I start with a setting and characters and a distinct atmosphere I want to convey. I always have an end point in mind and I write the novel chronologically towards that, although twists and turns occur along the way. Nothing is set in stone and sometimes I take novels along a different track than I first intended.
By the end, I usually find that different themes have emerged in writing, and I have to go back and redraft everything. I do loads of drafts. I am constantly rewriting, shifting passages around and abandoning whole chunks.
With Smoked Meat, I started writing a story about Corinna that became ‘Double Take’, which appears in the middle of the book. Then I wrote about her ex-boyfriend, which became ‘Down To Rue Beaudry’, then I wrote about the couple Corinna jealously observes from her window, which became ‘Roger’s Dream’. The rest of the stories followed on in a similar fashion; a minor character from one story becoming a major character in another. Until I had written a collection.
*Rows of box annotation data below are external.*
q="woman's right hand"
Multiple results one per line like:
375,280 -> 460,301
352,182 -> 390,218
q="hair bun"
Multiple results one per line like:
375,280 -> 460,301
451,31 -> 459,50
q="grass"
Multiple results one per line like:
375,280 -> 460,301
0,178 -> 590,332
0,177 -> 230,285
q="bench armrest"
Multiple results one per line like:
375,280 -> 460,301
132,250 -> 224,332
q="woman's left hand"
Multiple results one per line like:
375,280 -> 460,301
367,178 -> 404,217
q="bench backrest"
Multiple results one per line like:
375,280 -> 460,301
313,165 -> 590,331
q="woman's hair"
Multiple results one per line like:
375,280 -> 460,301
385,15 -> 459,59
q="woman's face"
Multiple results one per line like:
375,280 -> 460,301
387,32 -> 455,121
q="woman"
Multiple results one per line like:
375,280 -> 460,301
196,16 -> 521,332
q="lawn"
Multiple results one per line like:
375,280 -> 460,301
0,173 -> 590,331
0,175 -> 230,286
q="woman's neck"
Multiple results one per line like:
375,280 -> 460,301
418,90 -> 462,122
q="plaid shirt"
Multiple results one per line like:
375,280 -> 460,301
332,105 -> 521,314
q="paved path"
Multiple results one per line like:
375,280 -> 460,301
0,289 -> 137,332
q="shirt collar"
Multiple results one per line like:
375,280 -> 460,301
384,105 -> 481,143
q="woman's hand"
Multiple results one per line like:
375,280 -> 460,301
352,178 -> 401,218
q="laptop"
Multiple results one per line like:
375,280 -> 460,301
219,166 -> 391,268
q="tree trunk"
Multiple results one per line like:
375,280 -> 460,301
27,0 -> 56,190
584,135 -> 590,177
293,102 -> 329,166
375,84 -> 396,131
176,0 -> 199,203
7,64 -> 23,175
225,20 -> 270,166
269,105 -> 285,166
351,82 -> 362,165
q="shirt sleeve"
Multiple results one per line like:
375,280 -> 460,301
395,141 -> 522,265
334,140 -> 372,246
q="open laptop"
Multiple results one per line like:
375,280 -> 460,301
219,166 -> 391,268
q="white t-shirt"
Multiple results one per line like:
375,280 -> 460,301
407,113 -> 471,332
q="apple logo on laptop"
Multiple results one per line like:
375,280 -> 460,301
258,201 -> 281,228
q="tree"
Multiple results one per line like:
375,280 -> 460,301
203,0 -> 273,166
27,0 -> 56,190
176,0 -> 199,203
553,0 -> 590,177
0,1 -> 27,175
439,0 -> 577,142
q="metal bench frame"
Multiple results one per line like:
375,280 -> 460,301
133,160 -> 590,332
5. What was journey to being a published author?
To cut a long story short, I won a short story competition in 1998 run by the Asham Trust, which led me to decide I wanted to be a writer. Thirteen years later, I finally got a publisher for Smoked Meat. During those thirteen years as well as Smoked Meat, I’ve written four novels, none of which are yet published, dozens of short stories, some of which are published and have won prizes, and I’ve suffered many rejections, crises of confidence and false dawns. It’s been hard work and I am amazed I’ve stuck out the journey. I never thought I had so much persistence.
6. What do you think is the biggest myth about being a novelist?
The biggest myth is that you are going to make loads of money. Very few novelists make a living purely from their books, and even fewer hit the big time, JK Rowling-style. If you want to a more definite route to money go and do something more sensible. You have to want to write for the activity in itself. Any money you make is a bonus.
7. What advice can you give to our readers who want to write a novel of their own?
They should just get on and do it. A novel doesn’t get written by talking about it. You should be inspired and you should be entertained by what you are writing otherwise no one else will be, but you do need to put the hours in to finish it.
8. What are you working on at the moment?
I am finishing my fourth novel. I hope to get it published on the back of Smoked Meat. I don’t want to say too much about it right now as it might get me into trouble.
Thanks Rowena!
Rowena's Book, Smoked Meat, is out now.